Discovering and Documenting Classes
Steven Zeil
1 Classification
Classification: Where do Classes Come From?
A key step in any OO analysis or design is identifying the appropriate classes.
- In practice, this process is
-
incremental
We tend to add a few classes at a time.
-
iterative
We may revisit earlier decisions and change them.
We often identify classes and then later add details about their relationships to other classes.
-
Grouping Objects into Classes
We may identify groups of objects as a class because they have common
-
properties,
e.g., we regard all things that have titles, authors, and textual content as documents, regardless of whether they are in a print medium, a file, or even chiseled into a set of stone tablets.

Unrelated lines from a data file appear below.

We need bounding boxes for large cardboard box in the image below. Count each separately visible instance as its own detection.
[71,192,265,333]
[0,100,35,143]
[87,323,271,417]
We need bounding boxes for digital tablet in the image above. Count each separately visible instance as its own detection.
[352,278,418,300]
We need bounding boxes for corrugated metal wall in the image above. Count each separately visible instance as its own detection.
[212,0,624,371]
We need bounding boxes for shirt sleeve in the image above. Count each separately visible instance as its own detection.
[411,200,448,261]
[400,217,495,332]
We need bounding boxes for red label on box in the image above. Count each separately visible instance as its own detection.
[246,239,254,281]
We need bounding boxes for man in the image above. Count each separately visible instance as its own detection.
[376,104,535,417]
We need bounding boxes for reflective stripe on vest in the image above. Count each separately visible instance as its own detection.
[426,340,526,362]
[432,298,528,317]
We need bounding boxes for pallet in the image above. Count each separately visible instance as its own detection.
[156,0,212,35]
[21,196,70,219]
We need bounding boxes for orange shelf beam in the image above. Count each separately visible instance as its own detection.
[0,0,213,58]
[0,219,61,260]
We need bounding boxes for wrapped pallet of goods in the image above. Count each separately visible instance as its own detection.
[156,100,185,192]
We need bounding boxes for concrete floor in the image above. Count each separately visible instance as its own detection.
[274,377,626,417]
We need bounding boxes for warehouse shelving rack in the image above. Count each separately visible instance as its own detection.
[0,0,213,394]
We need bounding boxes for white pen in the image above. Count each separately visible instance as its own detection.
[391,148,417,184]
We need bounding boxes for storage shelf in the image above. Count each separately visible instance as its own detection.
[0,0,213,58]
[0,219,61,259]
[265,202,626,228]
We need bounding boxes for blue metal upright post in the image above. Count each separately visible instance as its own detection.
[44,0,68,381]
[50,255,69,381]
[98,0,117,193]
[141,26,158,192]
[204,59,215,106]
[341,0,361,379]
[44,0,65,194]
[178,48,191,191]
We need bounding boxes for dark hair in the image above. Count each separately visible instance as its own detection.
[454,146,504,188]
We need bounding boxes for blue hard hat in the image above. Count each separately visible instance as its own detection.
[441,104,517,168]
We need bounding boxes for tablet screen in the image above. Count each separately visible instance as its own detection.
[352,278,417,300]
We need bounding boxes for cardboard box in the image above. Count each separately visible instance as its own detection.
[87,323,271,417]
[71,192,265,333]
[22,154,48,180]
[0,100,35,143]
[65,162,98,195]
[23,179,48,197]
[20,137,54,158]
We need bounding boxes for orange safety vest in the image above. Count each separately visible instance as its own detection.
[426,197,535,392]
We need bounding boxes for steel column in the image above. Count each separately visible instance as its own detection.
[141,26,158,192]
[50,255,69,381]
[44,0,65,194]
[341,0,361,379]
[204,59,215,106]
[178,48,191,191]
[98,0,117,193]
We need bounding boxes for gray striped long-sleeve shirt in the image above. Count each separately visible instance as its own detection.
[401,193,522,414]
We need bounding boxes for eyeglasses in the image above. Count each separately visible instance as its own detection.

- Don’t make the mistake of grouping things into a class because they have common property values.
-
A “collection of documents” can be a class. The values of that class can be collections that were selected by many different criteria.
-
By contrast, the collection of documents written by Mark Twain (i.e., whose author property has the value MarkTwain) is not a class. It’s just a particular value of the “collection of documents” class.
-
- Don’t make the mistake of grouping things into a class because they have common property values.
-
behaviors,
e.g., the set of all documents that can be loaded from and saved to a disk might represent a distinct class ElectronicDocuments.
2 Driving the classification process
Where do we get the information from which we can identify classes during analysis?
The “program as simulation” philosophy suggests that we should be looking for a model of the “real world”.
-
Initially we will build that model by looking at informal English descriptions of the world.
-
Later, from use cases (scenarios)
Our first pass is often informal, based on the documents at hand.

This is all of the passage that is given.